De acordo com George Garrison, um segundo tenente do 55.º Regimento de Massachusetts, Tubman obteve “mais informações deles do que qualquer outra pessoa”.
No início de junho de 1863, Tubman tornou-se a primeira mulher na história dos EUA a comandar um ataque militar armado quando guiou o coronel James Montgomery e o seu 2.º Regimento de Voluntários Coloridos da Carolina do Sul ao longo do rio Combahee.
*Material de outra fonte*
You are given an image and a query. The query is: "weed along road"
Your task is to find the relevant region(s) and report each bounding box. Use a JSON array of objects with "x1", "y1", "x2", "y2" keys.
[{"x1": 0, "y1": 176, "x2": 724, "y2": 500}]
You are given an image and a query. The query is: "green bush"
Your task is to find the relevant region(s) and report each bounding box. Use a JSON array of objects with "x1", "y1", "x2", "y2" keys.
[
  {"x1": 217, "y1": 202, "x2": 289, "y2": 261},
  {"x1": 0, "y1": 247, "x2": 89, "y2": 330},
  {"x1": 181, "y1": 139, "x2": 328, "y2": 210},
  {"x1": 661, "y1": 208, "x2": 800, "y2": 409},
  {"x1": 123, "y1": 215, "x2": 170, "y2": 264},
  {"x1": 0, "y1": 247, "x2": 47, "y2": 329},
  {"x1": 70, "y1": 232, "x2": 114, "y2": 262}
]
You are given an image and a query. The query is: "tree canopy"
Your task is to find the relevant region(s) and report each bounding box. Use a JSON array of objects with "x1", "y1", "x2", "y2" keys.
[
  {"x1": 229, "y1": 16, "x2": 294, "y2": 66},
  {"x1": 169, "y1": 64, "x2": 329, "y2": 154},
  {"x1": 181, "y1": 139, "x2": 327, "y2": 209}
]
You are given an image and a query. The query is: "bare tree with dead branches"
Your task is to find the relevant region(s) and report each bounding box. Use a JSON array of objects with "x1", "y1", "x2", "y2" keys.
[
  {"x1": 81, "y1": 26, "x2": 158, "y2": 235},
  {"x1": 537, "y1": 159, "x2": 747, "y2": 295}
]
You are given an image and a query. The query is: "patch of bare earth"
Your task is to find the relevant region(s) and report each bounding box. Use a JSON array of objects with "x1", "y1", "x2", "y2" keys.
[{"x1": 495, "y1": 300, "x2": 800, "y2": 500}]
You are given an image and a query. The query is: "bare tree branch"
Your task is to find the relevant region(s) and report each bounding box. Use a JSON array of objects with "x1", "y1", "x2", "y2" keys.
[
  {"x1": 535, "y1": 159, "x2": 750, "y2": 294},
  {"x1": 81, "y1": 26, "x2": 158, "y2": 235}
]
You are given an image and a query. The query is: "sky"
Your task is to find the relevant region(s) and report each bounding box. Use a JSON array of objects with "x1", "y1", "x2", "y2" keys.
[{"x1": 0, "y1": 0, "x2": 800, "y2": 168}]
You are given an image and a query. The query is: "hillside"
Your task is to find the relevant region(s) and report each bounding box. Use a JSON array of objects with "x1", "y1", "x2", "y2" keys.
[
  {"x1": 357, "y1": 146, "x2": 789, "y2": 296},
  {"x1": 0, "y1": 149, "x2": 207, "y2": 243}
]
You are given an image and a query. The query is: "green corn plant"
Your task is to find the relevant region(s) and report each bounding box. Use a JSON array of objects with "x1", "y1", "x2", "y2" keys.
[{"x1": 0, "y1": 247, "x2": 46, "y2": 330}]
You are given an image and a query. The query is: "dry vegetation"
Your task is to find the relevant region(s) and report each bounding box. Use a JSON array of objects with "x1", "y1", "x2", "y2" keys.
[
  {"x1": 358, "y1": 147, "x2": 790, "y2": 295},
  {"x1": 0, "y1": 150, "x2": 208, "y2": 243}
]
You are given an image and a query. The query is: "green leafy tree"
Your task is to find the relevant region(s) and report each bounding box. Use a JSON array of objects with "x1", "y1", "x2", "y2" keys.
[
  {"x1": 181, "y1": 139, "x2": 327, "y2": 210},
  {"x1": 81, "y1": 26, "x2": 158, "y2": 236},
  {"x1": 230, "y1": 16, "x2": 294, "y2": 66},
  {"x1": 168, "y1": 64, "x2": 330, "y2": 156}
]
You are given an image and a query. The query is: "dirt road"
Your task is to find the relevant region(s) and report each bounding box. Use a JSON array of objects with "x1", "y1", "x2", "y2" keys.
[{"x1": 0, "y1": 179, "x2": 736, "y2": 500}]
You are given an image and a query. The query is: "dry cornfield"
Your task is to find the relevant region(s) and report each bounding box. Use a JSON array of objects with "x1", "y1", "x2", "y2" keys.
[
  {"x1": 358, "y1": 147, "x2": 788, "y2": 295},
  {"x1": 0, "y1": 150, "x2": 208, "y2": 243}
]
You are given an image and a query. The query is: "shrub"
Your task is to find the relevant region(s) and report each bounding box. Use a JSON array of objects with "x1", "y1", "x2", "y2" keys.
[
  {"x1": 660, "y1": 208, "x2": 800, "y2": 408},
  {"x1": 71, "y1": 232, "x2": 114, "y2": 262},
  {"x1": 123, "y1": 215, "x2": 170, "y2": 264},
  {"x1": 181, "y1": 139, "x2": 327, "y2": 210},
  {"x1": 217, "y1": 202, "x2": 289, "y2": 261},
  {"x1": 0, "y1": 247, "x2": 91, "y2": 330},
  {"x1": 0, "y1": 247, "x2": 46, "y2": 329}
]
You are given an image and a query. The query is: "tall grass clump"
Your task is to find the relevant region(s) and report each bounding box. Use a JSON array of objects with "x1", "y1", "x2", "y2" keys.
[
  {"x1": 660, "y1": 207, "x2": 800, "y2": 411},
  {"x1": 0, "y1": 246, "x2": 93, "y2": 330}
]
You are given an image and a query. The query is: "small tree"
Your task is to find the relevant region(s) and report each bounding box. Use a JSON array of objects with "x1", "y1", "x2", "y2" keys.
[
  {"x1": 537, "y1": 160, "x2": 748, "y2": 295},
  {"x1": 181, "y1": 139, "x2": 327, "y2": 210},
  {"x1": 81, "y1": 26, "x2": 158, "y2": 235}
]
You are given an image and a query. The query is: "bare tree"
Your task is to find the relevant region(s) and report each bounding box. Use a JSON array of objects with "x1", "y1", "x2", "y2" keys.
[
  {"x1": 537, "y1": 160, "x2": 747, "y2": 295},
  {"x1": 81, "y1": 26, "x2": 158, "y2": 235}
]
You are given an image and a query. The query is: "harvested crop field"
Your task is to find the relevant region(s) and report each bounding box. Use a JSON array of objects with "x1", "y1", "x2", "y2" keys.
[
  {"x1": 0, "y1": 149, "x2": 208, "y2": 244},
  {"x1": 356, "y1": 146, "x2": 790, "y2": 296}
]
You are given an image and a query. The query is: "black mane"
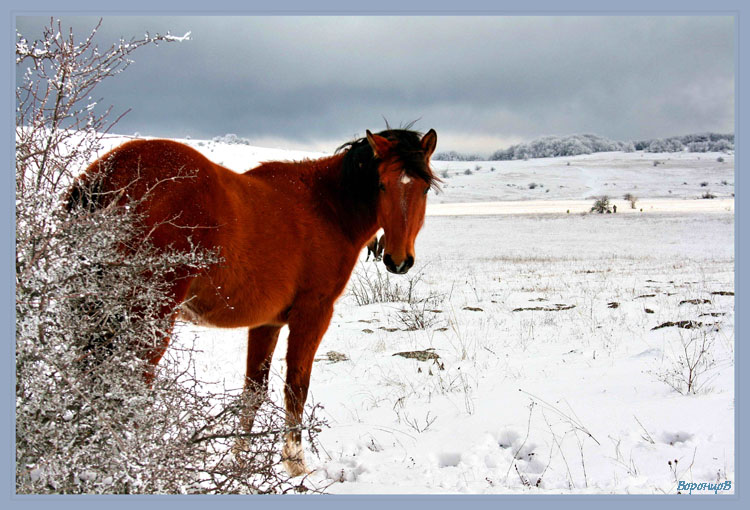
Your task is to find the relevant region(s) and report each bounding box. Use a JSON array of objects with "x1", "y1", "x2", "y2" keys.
[
  {"x1": 318, "y1": 129, "x2": 440, "y2": 240},
  {"x1": 336, "y1": 129, "x2": 439, "y2": 198}
]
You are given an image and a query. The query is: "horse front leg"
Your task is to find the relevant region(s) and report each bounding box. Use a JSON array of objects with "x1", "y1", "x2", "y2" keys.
[
  {"x1": 234, "y1": 326, "x2": 281, "y2": 452},
  {"x1": 282, "y1": 301, "x2": 333, "y2": 476}
]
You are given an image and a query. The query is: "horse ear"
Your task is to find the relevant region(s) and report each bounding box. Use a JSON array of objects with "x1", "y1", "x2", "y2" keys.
[
  {"x1": 367, "y1": 129, "x2": 391, "y2": 158},
  {"x1": 422, "y1": 129, "x2": 437, "y2": 159}
]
Enquanto estavam lá, derrotaram postos avançados confederados, destruíram armazenamentos de algodão, alimentos e armas – e libertaram mais de 750 pessoas escravizadas.
A vitória da União foi amplamente comemorada. Jornais de Boston a Wisconsin noticiaram o ataque no rio por Montgomery e seu regimento negro, notando o importante papel de Tubman como o “Moisés Negro” que liderou o ataque.
Dez dias após o ataque bem-sucedido, o abolicionista radical e soldado Francis Jackson Merriam testemunhou o major-general David Hunter, comandante do distrito de Hilton Head, “a ir buscar uma jarra de água e ficar à espera com ela na mão enquanto uma mulher negra bebia , como se tivesse sido um dos seus próprios servos”.
Nessa carta ao governador Andrew, Merriam acrescentou: “essa mulher era Harriet Tubman”.